Mardell: Slender chance Russia proposal saves Obama
The Russian idea to get rid of Syrian chemical weapons probably weakens US President Barack Obama's already weak hand and leaves the White House in something of a quandary.
However, there is a slender chance it saves his bacon.
I must admit, when I saw the Russian rapid response to US Secretary of State John Kerry's musings about such a deal, it crossed my mind this had been cooked up in advance.
If the Syrians quickly backed down, that could let President Obama off the hook for a vote that is going to be very tricky for him.
But if this is choreography, then there are some startlingly good actors in the White House and at the US Department of State, who appear less than impressed.

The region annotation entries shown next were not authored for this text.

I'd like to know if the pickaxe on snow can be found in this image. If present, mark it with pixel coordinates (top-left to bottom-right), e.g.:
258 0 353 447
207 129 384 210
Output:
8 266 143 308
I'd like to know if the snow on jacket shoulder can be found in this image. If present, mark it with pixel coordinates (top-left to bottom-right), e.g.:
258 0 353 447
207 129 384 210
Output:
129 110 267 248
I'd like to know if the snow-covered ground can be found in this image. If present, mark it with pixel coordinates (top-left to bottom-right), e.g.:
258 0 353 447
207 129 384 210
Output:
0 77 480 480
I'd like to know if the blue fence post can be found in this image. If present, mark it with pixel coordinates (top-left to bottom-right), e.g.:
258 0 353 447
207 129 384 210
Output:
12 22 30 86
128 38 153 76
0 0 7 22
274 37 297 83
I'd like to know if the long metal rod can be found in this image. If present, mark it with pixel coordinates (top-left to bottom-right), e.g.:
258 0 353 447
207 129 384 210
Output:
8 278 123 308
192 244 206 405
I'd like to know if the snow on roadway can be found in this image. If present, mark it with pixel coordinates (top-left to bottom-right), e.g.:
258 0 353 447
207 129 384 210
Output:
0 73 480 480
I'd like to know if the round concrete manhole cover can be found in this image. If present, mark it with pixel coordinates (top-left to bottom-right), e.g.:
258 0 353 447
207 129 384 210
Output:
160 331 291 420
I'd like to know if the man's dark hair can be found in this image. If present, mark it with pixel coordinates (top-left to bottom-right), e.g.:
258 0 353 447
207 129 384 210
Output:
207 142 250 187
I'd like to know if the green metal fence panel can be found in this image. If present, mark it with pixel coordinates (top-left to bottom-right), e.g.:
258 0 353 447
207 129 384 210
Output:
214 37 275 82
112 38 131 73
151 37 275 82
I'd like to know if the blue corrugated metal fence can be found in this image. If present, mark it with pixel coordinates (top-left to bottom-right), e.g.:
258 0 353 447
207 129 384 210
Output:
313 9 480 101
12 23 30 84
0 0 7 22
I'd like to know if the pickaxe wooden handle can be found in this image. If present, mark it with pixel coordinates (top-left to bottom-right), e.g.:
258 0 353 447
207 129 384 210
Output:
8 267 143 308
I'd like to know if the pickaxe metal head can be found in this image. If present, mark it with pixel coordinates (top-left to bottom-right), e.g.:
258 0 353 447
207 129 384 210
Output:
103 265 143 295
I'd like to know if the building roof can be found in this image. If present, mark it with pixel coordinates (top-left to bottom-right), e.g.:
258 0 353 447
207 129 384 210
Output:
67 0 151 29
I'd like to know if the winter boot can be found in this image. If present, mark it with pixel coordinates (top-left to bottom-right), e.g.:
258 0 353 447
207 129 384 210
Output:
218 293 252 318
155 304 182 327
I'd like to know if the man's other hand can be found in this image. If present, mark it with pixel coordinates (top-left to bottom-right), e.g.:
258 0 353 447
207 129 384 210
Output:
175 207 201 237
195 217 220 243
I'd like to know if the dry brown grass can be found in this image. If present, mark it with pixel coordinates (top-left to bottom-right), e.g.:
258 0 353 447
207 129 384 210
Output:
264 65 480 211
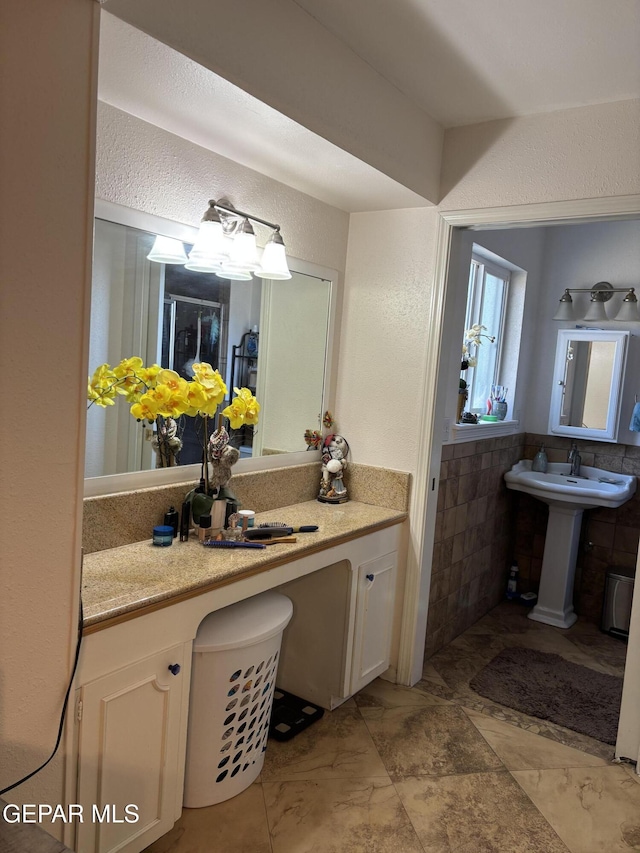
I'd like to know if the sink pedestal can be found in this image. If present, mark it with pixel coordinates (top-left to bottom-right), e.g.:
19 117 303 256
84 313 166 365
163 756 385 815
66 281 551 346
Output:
528 504 584 628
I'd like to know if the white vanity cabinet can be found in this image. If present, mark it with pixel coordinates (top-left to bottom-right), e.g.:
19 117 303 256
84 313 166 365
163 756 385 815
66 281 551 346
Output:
74 640 191 853
277 551 398 710
348 552 398 696
74 506 403 853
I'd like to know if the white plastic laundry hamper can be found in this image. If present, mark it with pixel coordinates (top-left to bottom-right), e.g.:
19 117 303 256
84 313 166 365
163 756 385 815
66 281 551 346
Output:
184 592 293 808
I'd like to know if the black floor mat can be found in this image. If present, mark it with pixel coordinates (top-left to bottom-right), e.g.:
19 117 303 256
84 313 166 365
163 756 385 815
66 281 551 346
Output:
269 687 324 740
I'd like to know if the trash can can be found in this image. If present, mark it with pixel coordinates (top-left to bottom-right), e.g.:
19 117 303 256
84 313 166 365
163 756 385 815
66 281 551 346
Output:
184 592 293 808
600 566 635 639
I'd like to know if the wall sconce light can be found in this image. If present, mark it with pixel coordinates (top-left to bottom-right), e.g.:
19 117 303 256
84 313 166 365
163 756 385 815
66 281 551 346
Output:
553 281 640 323
147 199 291 281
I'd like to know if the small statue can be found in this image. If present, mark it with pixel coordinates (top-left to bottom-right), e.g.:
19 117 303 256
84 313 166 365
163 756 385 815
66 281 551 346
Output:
151 418 182 468
209 426 240 492
318 433 349 503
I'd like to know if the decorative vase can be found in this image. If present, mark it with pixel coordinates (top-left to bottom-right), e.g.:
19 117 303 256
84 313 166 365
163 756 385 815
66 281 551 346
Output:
456 389 469 423
491 400 509 421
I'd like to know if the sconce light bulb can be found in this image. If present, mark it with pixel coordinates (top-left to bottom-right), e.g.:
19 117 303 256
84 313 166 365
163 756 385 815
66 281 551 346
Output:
553 290 575 320
256 231 291 281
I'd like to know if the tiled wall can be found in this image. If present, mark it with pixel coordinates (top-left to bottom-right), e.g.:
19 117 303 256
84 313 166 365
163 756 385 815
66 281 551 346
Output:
514 433 640 623
426 434 524 657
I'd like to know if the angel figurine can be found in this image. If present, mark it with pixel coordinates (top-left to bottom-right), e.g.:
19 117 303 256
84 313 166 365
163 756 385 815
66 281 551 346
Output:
318 433 349 503
151 418 182 468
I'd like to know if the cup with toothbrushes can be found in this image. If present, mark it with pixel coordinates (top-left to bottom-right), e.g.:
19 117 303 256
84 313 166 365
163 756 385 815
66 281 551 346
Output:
490 385 509 421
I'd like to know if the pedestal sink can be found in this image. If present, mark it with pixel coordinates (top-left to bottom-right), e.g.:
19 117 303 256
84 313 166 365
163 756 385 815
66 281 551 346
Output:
504 459 636 628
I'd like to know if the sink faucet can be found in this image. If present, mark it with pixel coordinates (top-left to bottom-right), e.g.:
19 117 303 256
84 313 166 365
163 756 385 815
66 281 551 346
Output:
567 441 582 477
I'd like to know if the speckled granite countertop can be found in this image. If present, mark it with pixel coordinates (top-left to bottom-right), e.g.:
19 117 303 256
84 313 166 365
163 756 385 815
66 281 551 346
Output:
82 501 406 630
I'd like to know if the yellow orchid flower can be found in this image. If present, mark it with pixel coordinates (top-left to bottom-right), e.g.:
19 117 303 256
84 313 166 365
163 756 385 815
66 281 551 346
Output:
156 369 189 394
131 392 158 421
193 361 227 416
87 364 118 408
222 397 247 429
184 379 207 418
232 388 260 429
138 364 162 388
113 355 144 379
144 384 188 418
193 361 227 396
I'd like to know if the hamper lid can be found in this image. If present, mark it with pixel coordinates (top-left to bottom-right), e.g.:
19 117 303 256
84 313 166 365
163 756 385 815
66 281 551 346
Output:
193 592 293 652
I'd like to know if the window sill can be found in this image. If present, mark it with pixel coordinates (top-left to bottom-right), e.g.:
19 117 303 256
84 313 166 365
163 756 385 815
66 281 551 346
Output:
445 421 520 444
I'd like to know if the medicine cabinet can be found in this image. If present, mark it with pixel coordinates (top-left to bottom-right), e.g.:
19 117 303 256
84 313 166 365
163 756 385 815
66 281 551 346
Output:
549 329 629 442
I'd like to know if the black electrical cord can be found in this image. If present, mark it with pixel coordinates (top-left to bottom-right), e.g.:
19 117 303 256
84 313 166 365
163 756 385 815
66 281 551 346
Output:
0 600 83 797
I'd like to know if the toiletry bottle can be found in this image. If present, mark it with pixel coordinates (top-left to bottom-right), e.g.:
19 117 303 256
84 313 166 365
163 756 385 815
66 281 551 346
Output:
507 563 518 601
152 524 173 548
180 501 191 542
198 515 211 542
164 506 180 539
531 444 549 474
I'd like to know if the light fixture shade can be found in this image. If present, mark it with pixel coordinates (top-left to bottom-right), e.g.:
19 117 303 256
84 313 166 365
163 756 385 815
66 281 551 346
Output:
615 288 640 323
147 234 187 264
256 231 291 281
583 293 609 323
185 219 226 272
553 290 575 320
216 266 253 281
223 219 260 272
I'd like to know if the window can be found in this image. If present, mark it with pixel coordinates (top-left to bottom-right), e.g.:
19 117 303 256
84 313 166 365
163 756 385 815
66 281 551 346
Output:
461 252 511 414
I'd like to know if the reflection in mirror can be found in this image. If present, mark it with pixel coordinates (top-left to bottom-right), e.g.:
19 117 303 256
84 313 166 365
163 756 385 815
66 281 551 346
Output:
560 340 616 429
549 329 628 441
85 213 331 477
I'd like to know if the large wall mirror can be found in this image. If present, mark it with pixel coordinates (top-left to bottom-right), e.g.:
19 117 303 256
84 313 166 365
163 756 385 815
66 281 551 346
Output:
85 202 336 495
549 329 629 441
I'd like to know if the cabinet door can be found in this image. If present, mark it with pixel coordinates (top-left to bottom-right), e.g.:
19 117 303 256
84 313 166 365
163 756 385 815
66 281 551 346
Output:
75 644 190 853
349 552 397 694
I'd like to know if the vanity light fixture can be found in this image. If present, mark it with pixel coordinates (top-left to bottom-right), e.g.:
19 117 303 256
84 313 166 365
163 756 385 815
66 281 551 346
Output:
553 281 640 323
147 199 291 281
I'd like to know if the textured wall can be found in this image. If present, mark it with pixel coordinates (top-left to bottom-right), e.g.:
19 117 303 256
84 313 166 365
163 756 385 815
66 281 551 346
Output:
523 216 640 444
334 209 437 472
0 0 98 833
440 100 640 210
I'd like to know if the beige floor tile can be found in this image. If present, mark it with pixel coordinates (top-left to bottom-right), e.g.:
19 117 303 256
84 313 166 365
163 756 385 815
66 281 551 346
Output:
262 708 387 782
361 705 504 779
355 678 448 708
465 710 608 770
422 661 447 687
264 779 423 853
145 782 271 853
395 771 568 853
512 766 640 853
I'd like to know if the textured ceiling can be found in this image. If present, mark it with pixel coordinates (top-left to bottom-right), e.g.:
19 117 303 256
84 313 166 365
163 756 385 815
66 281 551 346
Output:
98 12 428 212
293 0 640 127
99 0 640 212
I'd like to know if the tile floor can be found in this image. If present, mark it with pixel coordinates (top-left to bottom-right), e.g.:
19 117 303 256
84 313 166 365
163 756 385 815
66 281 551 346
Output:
147 603 640 853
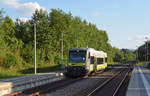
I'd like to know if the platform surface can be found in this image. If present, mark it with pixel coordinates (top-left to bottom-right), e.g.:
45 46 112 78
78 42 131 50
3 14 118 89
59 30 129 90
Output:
126 66 150 96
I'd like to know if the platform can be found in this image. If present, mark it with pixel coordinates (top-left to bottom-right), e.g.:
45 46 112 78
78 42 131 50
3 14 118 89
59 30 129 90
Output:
0 71 64 96
126 66 150 96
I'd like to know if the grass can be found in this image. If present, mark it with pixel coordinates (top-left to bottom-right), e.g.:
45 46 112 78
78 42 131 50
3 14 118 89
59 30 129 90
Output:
136 62 145 66
0 64 61 79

At State, they sounded very cynical about the Russian plan: "Picking up this ball and turning it into something it was never intended to be is an example, quite frankly, we think, of yet another stalling tactic."
The White House say they will "look hard" at the idea but note Mr Assad's track record doesn't suggest he can be trusted. They argue that only their threat of force has brought this response, so it makes the case for a "yes" vote.
They have a point, but I suspect many more in Congress - who don't want action anyway - will feel this glimmer of hope is another reason to vote "no".
If the White House has based its whole case on common sense, then there is nothing more common sense than putting chemical weapons beyond use. It will make other countries even more keen on the UN route.
It is a distraction from the big sell, another question to divert President Obama from making a straight case. If action is delayed, it will annoy those senators who want a grander action aimed at regime change, even if that is now called "degrading assets".
It raises even more memories of Iraq - the ability of regimes to play games with weapons inspectors and for the US to use that as a reason for action.
Mr Kerry was "thinking aloud" the other day when he envisaged some circumstances where there could be boots on the ground. This is being called "a rhetorical statement" by his staff.
I dislike politicians being forced to speak in confined straight lines, but you can see why their communications directors may not feel the same.
Many in the world may regard this as a hopeful day. I suspect that is not the mood in the White House.